Comedy reminds us that we seldom learn as much as we should from our mistakes, but it also gives us credit for being optimists and opportunists in spite of the misfortunes life throws our way. There’s a bit of Bugs Bunny and the Roadrunner in many a comic character: that fur-bearing evildoer Wiley Coyote isn’t going to keep the “poor little Roadrunner” from its appointed rounds (BeepBeep!), nor is Elmer Fudd going to stop Bugs from doing whatever the wascally wabbit wants to do. In comedy, desire is subject to deferral and detour, but not to permanent frustration. The comic orientation towards time is a favorable one: time and chance (accident) are on our side, at least if we are amongst the likeable or generous. In comedy, life is rich and full of opportunities—la vita รจ bella, as the Italians say. This attitude contrasts markedly with that of tragedy, where the world is stark and unforgiving, and our attention is riveted upon the thoughts and actions of a superior character in confrontation with that stark world

Shakespearian Comedy

Shakespeare borrows a fair amount from the ancients in terms of his plots, conventions, and character delineation. Especially in his more rollicking, semi-farcical comedies like The Taming of the Shrew, we encounter a generous heap of characters pursuing their desires in a competitive environment, which results in complicated plots. Such light fare can get confusing at times—as James Calderwood of UC Irvine used to say, you really have to work hard to keep all those Demetriuses (not to mention Hortensios, Lucentios, Gremios, Grumios and Tranios) straight in your head. And again in the lighter comedies, our seekers of pleasure, wealth, and ease tend to be stock characters rather than three-dimensional ones like those in the more substantive comedies. Shakespeare’s genius, it should be said, often pushes a character towards lifelikeness even when a cardboard cutout would have met the minimum standard for success. Petruchio may not be Hamlet, but he’s a clever, thoughtful fellow all the same—one of greater substance than you’ll find in most ancient comedy.

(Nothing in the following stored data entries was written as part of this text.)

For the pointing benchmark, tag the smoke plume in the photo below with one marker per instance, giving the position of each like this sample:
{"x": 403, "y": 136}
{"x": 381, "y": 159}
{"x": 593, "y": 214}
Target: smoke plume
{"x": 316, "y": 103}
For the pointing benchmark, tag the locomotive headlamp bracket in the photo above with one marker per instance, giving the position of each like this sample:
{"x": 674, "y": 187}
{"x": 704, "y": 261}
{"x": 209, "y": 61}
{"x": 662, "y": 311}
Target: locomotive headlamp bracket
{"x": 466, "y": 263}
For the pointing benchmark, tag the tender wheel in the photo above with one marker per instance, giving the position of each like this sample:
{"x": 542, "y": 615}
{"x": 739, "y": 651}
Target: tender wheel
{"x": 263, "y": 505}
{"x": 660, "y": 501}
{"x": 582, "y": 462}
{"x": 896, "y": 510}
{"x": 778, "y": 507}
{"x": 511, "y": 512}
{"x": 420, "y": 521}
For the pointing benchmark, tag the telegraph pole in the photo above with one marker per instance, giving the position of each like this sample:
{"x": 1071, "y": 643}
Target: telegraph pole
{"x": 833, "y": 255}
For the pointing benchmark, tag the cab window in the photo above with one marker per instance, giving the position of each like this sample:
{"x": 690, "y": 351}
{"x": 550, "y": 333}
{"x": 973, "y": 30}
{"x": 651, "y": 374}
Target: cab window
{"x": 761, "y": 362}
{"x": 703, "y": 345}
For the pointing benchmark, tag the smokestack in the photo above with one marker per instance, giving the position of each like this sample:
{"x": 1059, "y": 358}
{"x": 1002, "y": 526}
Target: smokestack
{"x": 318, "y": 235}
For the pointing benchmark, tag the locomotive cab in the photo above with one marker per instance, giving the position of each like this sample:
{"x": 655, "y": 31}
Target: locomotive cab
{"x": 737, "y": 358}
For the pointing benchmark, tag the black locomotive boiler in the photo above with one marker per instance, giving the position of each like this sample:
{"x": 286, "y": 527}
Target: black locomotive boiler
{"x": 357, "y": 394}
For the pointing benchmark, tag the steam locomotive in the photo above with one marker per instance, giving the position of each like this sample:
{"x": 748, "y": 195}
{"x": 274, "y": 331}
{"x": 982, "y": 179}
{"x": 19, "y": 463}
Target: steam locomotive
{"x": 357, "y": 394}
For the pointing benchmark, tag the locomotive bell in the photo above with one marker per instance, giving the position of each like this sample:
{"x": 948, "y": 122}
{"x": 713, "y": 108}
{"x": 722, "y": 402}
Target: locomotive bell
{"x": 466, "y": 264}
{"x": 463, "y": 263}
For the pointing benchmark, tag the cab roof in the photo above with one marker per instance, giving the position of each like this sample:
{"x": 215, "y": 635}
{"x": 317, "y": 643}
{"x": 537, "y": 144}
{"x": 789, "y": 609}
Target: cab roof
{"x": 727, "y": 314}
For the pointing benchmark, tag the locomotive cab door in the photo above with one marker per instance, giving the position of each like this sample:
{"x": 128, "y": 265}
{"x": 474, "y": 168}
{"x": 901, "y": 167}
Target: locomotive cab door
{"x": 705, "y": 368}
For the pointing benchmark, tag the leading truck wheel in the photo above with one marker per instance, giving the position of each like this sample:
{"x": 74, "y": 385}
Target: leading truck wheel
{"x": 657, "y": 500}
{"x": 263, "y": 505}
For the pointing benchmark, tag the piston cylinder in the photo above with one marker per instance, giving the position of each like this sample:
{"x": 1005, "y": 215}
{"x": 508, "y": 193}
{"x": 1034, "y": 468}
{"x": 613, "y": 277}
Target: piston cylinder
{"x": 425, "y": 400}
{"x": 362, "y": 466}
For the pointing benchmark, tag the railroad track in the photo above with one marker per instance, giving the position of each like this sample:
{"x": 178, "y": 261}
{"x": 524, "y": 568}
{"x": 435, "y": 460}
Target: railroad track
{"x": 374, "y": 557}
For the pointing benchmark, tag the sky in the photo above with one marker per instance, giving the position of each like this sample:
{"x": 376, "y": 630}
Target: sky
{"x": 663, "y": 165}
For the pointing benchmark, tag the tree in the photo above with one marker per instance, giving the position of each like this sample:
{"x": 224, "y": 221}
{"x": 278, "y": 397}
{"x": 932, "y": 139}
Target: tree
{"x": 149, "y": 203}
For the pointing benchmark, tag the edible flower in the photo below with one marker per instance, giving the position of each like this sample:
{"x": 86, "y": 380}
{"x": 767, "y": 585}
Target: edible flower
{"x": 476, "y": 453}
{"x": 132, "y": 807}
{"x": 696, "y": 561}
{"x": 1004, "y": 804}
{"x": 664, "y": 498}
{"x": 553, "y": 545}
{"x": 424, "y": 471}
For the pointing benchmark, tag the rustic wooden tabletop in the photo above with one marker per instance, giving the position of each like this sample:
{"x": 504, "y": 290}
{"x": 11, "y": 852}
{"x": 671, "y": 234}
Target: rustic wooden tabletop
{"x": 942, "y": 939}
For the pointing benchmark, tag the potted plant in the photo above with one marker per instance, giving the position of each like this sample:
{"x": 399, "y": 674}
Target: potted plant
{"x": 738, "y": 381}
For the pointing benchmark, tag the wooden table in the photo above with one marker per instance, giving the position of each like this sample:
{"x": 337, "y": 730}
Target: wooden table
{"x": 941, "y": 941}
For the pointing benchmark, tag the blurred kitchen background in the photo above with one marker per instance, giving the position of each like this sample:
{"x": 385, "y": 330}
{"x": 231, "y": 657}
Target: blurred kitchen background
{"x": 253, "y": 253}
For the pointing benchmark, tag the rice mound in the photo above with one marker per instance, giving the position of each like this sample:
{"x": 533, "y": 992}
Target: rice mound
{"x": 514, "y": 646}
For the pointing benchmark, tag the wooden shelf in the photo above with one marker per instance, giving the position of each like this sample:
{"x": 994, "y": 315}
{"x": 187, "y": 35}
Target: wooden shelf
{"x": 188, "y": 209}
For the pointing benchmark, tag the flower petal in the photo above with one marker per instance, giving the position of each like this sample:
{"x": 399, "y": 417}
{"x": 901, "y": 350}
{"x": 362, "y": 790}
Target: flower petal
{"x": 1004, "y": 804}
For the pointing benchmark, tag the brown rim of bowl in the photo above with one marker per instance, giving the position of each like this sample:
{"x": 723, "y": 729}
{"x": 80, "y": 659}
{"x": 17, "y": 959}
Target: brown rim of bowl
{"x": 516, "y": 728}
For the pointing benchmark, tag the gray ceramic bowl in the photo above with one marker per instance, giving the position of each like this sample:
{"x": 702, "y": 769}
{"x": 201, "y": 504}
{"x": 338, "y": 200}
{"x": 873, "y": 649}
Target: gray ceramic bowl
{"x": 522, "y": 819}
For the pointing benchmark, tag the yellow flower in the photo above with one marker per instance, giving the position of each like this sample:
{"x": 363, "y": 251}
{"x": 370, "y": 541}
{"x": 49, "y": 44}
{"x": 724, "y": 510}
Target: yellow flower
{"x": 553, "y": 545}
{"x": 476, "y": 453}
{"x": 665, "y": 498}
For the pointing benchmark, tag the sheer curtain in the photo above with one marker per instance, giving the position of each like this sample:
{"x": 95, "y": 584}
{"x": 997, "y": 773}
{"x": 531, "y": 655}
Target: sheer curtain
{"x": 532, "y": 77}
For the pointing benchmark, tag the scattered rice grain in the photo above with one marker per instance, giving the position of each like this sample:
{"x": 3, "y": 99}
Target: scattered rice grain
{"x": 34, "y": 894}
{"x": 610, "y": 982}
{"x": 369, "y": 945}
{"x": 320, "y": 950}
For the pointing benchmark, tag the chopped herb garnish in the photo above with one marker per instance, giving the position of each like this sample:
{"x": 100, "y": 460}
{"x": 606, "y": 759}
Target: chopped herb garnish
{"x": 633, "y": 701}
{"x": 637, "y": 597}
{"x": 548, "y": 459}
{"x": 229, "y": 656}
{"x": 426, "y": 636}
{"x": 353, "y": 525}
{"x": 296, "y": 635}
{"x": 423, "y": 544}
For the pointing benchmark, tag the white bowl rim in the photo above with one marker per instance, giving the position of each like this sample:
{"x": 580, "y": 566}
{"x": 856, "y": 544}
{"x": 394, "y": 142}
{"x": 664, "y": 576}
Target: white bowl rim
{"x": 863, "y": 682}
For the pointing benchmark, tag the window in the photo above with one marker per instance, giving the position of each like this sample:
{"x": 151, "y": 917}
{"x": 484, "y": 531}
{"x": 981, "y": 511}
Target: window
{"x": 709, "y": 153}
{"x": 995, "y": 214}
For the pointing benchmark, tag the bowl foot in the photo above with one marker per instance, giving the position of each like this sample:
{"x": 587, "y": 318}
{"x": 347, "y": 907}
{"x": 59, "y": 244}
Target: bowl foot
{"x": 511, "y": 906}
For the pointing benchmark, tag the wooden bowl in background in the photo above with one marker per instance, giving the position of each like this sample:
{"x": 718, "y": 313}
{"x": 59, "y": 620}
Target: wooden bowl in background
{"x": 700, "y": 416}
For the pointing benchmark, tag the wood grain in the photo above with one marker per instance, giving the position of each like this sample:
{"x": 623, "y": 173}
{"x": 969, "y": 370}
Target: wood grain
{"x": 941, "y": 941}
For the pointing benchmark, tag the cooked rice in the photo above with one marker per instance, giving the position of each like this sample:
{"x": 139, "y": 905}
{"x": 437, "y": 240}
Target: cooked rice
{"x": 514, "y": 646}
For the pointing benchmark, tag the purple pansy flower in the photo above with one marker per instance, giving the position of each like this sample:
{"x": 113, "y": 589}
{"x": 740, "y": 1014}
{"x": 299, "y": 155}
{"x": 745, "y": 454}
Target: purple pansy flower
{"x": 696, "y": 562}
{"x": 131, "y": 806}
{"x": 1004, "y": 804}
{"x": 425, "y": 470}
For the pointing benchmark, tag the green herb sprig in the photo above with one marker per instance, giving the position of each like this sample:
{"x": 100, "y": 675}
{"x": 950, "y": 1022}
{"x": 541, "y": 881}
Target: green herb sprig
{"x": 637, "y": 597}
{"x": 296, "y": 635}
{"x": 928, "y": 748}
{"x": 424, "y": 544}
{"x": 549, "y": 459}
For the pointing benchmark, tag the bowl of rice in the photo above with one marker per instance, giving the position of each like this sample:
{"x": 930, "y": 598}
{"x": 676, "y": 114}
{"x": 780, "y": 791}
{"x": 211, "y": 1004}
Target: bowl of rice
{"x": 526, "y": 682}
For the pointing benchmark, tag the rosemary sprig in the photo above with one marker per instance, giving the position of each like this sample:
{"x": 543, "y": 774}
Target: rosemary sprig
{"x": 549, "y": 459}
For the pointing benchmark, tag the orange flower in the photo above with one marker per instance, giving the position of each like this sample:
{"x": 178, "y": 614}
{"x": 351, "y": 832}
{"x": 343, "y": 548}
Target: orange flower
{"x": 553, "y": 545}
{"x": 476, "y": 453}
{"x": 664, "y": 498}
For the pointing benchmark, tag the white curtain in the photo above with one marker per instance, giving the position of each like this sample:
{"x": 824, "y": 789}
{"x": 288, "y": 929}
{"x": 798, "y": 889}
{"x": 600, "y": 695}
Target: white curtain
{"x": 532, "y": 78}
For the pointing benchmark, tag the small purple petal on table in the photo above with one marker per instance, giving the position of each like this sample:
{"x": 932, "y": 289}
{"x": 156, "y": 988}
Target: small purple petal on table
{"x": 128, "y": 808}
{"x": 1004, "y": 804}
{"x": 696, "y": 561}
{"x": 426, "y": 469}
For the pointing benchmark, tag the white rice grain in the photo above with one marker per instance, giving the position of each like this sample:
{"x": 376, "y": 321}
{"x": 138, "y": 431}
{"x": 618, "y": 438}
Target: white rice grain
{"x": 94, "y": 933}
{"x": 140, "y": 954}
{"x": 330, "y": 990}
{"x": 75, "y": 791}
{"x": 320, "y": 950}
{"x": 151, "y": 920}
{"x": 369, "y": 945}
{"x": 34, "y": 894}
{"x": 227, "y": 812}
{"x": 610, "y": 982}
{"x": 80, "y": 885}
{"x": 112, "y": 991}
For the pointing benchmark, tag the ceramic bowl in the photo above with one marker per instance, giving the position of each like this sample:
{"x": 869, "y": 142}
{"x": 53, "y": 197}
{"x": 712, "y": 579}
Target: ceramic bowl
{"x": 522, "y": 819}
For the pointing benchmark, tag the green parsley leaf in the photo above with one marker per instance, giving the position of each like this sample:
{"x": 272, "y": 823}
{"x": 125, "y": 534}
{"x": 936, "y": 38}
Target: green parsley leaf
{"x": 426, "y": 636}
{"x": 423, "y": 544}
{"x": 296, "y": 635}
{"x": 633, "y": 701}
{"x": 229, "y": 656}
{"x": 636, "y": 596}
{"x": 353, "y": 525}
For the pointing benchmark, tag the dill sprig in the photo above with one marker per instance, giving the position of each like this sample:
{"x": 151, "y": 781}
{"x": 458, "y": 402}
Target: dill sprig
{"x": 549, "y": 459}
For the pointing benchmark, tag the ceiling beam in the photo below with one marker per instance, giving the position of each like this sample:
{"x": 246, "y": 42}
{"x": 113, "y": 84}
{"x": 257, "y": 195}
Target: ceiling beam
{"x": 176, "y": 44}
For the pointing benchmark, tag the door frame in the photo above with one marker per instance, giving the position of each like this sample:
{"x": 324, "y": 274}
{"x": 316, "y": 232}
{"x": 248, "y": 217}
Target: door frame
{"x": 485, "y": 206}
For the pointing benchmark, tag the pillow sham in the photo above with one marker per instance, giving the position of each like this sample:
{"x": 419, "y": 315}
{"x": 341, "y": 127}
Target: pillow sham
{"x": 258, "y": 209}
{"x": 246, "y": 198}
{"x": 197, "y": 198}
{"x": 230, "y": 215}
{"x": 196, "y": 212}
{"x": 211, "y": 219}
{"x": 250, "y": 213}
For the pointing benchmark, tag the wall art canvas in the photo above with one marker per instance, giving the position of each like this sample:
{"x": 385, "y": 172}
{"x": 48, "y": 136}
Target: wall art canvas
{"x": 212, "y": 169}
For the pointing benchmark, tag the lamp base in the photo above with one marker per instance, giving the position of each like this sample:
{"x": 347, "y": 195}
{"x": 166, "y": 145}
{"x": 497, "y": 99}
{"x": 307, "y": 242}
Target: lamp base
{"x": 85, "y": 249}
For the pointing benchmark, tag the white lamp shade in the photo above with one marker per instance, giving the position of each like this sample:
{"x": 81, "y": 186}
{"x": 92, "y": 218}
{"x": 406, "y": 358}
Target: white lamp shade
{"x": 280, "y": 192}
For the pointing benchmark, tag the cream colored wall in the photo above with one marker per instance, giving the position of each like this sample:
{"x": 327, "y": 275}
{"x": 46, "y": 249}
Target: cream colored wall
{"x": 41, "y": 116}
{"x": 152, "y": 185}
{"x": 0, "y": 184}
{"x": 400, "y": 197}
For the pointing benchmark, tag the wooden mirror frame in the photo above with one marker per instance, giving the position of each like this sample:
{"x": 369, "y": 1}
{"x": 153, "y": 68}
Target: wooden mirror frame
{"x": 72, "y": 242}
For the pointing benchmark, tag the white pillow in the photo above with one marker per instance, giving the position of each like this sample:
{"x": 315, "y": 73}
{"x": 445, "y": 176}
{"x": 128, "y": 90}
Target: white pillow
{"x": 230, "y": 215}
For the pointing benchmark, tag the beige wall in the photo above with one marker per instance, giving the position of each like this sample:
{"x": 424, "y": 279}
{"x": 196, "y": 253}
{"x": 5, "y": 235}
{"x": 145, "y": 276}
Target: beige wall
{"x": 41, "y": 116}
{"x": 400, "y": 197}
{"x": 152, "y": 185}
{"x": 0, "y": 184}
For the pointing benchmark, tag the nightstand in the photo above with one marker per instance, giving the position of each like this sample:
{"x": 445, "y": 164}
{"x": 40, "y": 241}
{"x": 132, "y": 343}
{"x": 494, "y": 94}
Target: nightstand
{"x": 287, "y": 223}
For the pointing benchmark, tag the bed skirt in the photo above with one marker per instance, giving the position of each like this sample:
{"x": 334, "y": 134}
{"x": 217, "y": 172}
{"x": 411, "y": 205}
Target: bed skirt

To a recollection of ancient conventions, we must add an understanding of the Christian context that informs Shakespeare’s plays. This is not to say that Shakespeare wears his religious beliefs (be they Protestant or crypto-Catholic, as some biographers claim) on his Elizabethan shirt-sleeve or that he aims to promote whatever religious views he may hold. It is only to say that Christian theology and customs inform his plays of all kinds and figure indirectly to an important extent.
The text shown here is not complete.